“Beautiful” offers more than “One Fine Day” at Chanhassen Dinner Theatres.
Both the Broadway and national tour versions of the Carole King musical were well oiled, smooth machines, with Swiss clock-style automation used to fluidly move furniture, props and even performers onstage and off.
But at Chanhassen, which is putting on one of the first regional productions of this jukebox musical that sketches the life of an insecure Brooklynite who became a pop icon, the scenery is changed by the actors.
As staged by the father-daughter duo of Michael Brindisi and Cat Brindisi-Darrow and headlined by the stellar Monet Sabel, the production is human-powered in other ways.
The directors have crafted many fine and moving dramatic moments that go deeper into the mental state of King herself but especially of her husband, Gerry Goffin. And the beautifully rendered music is transporting.
Here are 10 things that make this production worth the trip:
10. The Brindisis bring a jeweler’s eye to the show, with a directorial vision that alternates pathos- and heart-evoking drama with surprising comedy before all the emotions are released in song. When we’re hearing the teenybopper hit “Oh Carol” on the radio, for example, Sam Stoll’s Neil Sedaka comes to life out of nowhere. Michael Gruber’s Don Kirshner, the legendary music industry executive, similarly pops up to push the action forward while eliciting laughs. And Kim Kivens, as Carole’s mother, maximizes the humor of her character’s few lines.
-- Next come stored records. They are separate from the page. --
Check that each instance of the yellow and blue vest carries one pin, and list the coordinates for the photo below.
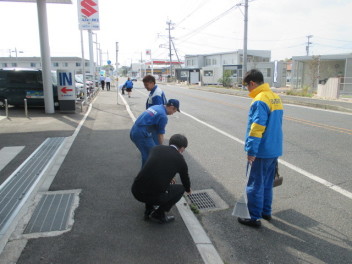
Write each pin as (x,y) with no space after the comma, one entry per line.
(264,134)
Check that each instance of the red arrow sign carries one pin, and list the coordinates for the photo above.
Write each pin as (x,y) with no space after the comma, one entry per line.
(64,90)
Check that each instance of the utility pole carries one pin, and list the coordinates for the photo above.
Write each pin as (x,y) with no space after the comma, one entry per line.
(308,43)
(244,70)
(170,55)
(173,44)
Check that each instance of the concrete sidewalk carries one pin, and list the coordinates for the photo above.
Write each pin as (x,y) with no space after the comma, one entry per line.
(108,223)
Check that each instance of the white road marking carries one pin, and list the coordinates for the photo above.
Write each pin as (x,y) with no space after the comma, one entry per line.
(285,163)
(7,154)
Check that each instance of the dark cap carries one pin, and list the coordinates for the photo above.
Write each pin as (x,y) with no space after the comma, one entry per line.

9. While Barbara Potinga’s period costumes and the wigs track a stylistic evolution from the square, buttoned up ‘50s to the bell-bottom ‘70s, the design team has stripped away much of the set that could get in the way of telling the story of a simple Brooklyn teen who dreams of a career in songwriting, gets pregnant at 16, marries her baby father-cum-songwriting partner Goffin.